As figure 1 shows, the readability and complexity of healthcare regulations track with those of all other regulations in terms of reading ease. As shown in panels A and B, healthcare regulations have higher readability scores (meaning they are easier to read compared to other regulations) but slightly higher average sentence length. However, healthcare regulations are less complex in terms of the number of new ideas and concepts they contain compared to other regulations. In panel C of figure 1, we observe that healthcare regulations have lower Shannon entropy scores. To put the Shannon entropy score into context, a typical Shakespeare play gets a Shannon entropy score of 8.0. At 5.9, US healthcare regulations are relatively less complex than the typical Shakespeare play and than other regulations.
Conclusion and Next Steps
Healthcare regulations have played an important role in shaping the healthcare sector over the years. Healthcare RegData is an attempt to quantify the volume of healthcare regulations and their impact on the healthcare industry and health outcomes. Unsurprisingly, the Centers for Medicare and Medicaid Services within HHS has issued the most healthcare regulations—33 percent, followed by the FDA and the Public Health Service with 28 percent and 10 percent respectively. The industries most impacted by these regulations are ambulatory healthcare services, insurance carriers, and chemical manufacturing.

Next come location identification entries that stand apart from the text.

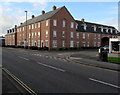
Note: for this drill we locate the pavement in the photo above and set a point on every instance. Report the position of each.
(46, 72)
(93, 60)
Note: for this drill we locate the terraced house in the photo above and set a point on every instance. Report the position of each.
(58, 29)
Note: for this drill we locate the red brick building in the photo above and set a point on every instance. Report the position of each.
(58, 29)
(11, 37)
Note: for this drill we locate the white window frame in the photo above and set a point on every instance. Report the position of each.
(46, 33)
(63, 34)
(83, 44)
(38, 24)
(32, 34)
(38, 34)
(83, 35)
(54, 22)
(63, 43)
(95, 36)
(76, 26)
(88, 44)
(29, 27)
(71, 43)
(20, 29)
(77, 35)
(72, 24)
(71, 34)
(35, 25)
(63, 23)
(77, 44)
(46, 43)
(32, 26)
(54, 44)
(46, 22)
(23, 28)
(94, 44)
(88, 36)
(54, 33)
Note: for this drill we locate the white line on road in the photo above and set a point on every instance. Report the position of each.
(51, 67)
(24, 58)
(115, 86)
(75, 58)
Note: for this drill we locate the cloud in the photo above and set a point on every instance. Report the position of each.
(39, 5)
(110, 22)
(8, 9)
(59, 0)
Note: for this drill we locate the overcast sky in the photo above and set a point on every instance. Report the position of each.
(12, 12)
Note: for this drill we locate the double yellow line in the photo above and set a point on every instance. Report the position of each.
(28, 89)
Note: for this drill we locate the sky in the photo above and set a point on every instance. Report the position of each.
(13, 13)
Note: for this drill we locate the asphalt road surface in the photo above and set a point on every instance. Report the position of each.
(45, 73)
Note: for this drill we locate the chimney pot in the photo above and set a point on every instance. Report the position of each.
(82, 19)
(33, 16)
(43, 12)
(54, 7)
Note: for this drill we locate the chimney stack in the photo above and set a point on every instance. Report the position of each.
(33, 16)
(82, 19)
(54, 8)
(43, 12)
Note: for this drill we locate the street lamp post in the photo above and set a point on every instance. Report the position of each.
(25, 43)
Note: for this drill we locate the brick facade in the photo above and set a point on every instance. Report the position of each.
(57, 31)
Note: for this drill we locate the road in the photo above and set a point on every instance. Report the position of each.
(46, 74)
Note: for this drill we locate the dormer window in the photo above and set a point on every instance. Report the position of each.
(94, 27)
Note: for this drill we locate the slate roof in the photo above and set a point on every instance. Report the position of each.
(41, 17)
(90, 29)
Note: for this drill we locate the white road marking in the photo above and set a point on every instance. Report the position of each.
(51, 67)
(75, 58)
(24, 58)
(102, 82)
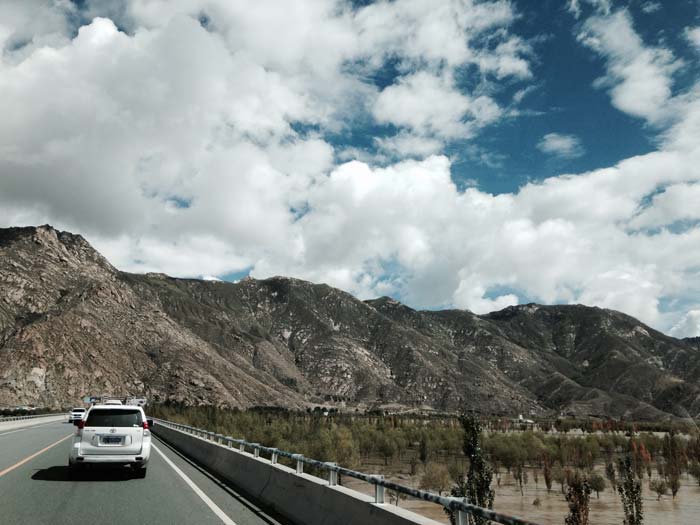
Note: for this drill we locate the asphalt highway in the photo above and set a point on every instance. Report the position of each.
(37, 487)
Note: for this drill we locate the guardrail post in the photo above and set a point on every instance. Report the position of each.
(378, 490)
(332, 474)
(300, 463)
(462, 518)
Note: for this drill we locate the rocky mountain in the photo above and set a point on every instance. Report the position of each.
(73, 325)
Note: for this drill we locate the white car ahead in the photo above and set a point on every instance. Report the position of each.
(76, 414)
(112, 434)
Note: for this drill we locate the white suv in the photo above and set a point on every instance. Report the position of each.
(112, 434)
(76, 414)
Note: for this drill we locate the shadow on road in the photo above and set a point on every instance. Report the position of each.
(64, 473)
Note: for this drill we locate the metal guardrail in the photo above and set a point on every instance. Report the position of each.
(17, 418)
(459, 506)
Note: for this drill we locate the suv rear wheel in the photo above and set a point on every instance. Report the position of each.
(139, 472)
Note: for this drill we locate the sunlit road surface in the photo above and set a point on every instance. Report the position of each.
(37, 487)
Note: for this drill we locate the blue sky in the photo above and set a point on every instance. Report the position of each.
(469, 154)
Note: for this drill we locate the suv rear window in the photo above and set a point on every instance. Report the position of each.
(106, 417)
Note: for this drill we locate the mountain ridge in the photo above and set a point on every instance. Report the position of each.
(71, 324)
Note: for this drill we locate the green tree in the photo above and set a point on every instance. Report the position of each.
(597, 483)
(578, 495)
(659, 486)
(547, 471)
(675, 460)
(436, 477)
(694, 470)
(476, 487)
(630, 490)
(424, 449)
(610, 474)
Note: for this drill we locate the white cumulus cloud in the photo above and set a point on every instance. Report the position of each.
(191, 138)
(561, 145)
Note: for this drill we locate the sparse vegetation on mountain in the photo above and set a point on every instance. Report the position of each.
(70, 323)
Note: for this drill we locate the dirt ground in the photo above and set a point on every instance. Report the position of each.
(552, 510)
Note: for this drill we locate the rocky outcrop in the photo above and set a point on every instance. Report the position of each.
(72, 325)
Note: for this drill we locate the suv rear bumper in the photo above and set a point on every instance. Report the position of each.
(117, 459)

In this first edition of Healthcare RegData, we have provided a snapshot of the volume of healthcare regulatory restrictions. This is merely the first step and the baseline for subsequent analyses. Over the next few months, we will examine the growth of healthcare regulations from 1996 to the present. In addition, we will examine the volume of healthcare regulations in the states and classify these regulations into various topics of interest. Some of these topics include occupational licensing, certificate-of-need laws, and public health. These analyses will allow researchers to examine the role of healthcare regulations in shaping the evolution of healthcare in the United States. In addition, the data on the complexity of regulations should be useful to legislators and regulators as they create or manage regulations.